Argentina's fitness coach says Messi is tired
PRETORIA (Reuters) -- Lionel Messi's hopes of being crowned the best player at the World Cup could be dashed by the exhaustion of a taxing European season, according to the man responsible for keeping the team in shape.
"He has arrived at the World Cup tired, the damage is already done and it's irreversible," Argentina's fitness coach Fernando Signorini said in an interview by sport.es.
Signorini, Diego Maradona's personal fitness coach for most of his playing career in Europe, said too much was being expected of the young forward who only turns 23 in two weeks.
"(The organizers) worry about the doping controls but not if players play 70 matches a year," he said this week after an early morning visit by anti-doping testers to Argentina's University of Pretoria camp.
Fans and media have seen little of the little Barcelona ace in the last four weeks although he has been involved in Argentina's practices during the two weeks the squad have been in South Africa.

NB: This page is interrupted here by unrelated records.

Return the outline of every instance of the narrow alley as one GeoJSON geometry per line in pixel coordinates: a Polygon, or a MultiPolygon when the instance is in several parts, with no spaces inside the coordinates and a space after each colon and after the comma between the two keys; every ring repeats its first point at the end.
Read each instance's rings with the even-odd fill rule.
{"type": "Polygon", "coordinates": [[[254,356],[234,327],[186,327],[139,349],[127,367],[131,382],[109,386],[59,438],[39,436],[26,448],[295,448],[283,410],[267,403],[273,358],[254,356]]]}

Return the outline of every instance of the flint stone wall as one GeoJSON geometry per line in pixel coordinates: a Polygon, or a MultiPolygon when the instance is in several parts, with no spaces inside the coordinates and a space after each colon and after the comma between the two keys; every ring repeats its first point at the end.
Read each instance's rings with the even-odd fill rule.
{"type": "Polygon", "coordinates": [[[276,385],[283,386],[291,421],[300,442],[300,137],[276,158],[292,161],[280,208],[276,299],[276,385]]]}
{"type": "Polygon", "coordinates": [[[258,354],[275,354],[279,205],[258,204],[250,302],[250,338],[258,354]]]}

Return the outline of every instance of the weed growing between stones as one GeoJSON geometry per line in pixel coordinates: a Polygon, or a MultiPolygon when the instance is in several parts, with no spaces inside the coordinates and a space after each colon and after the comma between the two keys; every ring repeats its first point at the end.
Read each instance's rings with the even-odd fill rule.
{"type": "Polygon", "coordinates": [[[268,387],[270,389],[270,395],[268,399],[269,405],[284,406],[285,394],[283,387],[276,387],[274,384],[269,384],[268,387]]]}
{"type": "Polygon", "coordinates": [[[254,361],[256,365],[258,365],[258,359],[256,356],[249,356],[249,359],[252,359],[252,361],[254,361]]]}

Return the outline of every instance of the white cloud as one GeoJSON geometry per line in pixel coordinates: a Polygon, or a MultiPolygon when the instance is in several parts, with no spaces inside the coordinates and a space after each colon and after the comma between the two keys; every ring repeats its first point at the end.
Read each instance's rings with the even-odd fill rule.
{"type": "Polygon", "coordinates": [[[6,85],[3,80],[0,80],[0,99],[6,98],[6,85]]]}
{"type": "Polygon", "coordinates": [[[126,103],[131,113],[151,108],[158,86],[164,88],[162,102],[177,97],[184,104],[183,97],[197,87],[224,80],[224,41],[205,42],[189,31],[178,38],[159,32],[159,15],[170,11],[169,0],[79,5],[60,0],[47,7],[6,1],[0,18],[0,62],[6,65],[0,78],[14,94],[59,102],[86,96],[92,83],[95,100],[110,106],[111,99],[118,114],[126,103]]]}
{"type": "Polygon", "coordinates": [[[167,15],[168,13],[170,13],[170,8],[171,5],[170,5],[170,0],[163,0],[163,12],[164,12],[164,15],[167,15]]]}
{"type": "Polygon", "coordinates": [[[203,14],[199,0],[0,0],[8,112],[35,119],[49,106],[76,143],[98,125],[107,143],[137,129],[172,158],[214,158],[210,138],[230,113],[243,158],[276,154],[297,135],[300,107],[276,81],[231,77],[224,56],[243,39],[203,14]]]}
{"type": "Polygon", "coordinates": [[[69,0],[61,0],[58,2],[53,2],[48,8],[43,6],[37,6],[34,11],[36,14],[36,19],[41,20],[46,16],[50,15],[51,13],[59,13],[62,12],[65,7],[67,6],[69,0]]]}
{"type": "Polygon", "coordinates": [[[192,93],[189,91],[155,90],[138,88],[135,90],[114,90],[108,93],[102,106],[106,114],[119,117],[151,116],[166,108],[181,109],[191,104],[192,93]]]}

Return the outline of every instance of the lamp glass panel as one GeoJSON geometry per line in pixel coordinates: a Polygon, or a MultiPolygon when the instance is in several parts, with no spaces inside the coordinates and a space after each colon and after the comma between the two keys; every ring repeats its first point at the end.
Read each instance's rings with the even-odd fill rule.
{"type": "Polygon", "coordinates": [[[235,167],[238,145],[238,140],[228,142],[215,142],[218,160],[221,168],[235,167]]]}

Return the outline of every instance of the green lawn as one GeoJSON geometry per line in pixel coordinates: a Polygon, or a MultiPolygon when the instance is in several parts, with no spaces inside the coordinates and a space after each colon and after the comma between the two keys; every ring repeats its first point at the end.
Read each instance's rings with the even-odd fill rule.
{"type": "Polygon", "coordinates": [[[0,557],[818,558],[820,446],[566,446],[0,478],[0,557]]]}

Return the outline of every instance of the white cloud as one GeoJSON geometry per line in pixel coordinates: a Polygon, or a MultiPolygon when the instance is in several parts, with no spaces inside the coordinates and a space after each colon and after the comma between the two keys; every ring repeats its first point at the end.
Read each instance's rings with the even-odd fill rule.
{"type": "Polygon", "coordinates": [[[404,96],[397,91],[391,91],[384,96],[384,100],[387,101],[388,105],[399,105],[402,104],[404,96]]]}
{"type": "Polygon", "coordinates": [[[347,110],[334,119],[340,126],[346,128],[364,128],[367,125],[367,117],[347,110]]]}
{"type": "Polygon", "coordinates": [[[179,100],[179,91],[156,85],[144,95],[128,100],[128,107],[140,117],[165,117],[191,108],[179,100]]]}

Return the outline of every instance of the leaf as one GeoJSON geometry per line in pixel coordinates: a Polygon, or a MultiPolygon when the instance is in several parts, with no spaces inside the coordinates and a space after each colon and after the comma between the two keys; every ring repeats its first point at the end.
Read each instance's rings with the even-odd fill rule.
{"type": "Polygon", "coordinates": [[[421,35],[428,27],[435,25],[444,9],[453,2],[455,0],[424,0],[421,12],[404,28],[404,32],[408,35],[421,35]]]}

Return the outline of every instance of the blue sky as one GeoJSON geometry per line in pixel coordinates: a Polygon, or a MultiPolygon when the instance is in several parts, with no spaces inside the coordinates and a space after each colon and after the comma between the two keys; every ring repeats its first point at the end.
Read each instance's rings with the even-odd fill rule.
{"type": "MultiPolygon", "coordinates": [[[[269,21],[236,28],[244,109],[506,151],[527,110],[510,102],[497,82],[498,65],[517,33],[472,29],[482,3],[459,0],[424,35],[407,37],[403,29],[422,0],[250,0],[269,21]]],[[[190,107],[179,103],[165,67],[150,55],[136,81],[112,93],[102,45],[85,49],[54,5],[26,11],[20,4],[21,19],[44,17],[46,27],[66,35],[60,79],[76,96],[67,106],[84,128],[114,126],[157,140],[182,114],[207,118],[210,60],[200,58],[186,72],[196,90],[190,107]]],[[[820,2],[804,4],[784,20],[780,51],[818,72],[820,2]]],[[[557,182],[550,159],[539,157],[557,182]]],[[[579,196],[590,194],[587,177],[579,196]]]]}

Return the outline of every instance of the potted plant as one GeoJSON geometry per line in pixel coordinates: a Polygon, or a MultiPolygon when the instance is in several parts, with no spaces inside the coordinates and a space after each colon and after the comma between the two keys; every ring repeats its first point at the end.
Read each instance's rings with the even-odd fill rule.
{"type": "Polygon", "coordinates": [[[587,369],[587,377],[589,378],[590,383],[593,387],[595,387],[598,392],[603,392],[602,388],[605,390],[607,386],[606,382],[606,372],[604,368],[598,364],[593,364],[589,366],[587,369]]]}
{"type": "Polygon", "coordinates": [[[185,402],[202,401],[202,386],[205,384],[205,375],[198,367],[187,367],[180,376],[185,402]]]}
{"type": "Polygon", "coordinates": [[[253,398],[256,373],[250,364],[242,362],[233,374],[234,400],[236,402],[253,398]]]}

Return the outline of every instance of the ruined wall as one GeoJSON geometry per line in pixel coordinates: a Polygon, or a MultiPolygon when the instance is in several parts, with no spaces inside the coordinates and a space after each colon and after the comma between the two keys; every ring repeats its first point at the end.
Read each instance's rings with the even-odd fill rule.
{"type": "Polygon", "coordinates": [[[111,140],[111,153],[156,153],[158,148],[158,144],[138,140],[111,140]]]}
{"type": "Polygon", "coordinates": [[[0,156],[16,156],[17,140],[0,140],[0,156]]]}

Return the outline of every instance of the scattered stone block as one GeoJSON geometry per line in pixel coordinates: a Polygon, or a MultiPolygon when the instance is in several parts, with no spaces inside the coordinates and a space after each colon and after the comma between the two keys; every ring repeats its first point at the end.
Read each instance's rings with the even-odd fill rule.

Having missed Argentina's 5-0 win over Canada in their last warm-up 17 days ago due to a minor knee injury, Messi's last match was in La Liga on May 16. He last played for Argentina against Germany in Munich on March 3.
Signorini said Messi was doing no more than absolutely necessary in terms of fitness in the build-up to Argentina's opening Group B match against Nigeria in Johannesburg on Saturday.
He went on to say "Messi is almost a miracle of genetics because in a single movement he makes six or seven (movements).
"It's his calling to be one of the best (players) in history and surely at the next World Cup he'll be better than in this because to his talent he will add experience."
Daniel Arcucci, co-writer of Maradona's autobigraphy "Yo, el Diego" (I, Diego), echoed this sentiment when he said: "(Messi) has the qualities to be the best ... but it could be in 2014 and not now.
"It would be an injustice to judge him badly if he doesn't crown himself this year," he told Reuters.
Messi is excited about the tournament, saying: "To win the World Cup would not compare with anything.
"I think I'm in the best form of my career. And it's also the best of the squad in general.
"We felt we needed to be together and now what's left is to win the World Cup, which is Argentina's obligation," he told reporters.
Messi asked, however, not to be singled out, saying: "No one wins alone and I'm not going to win a World Cup alone.
"I don't even do things alone at Barcelona. Here it's the same, we have to make the most of the very great players we have."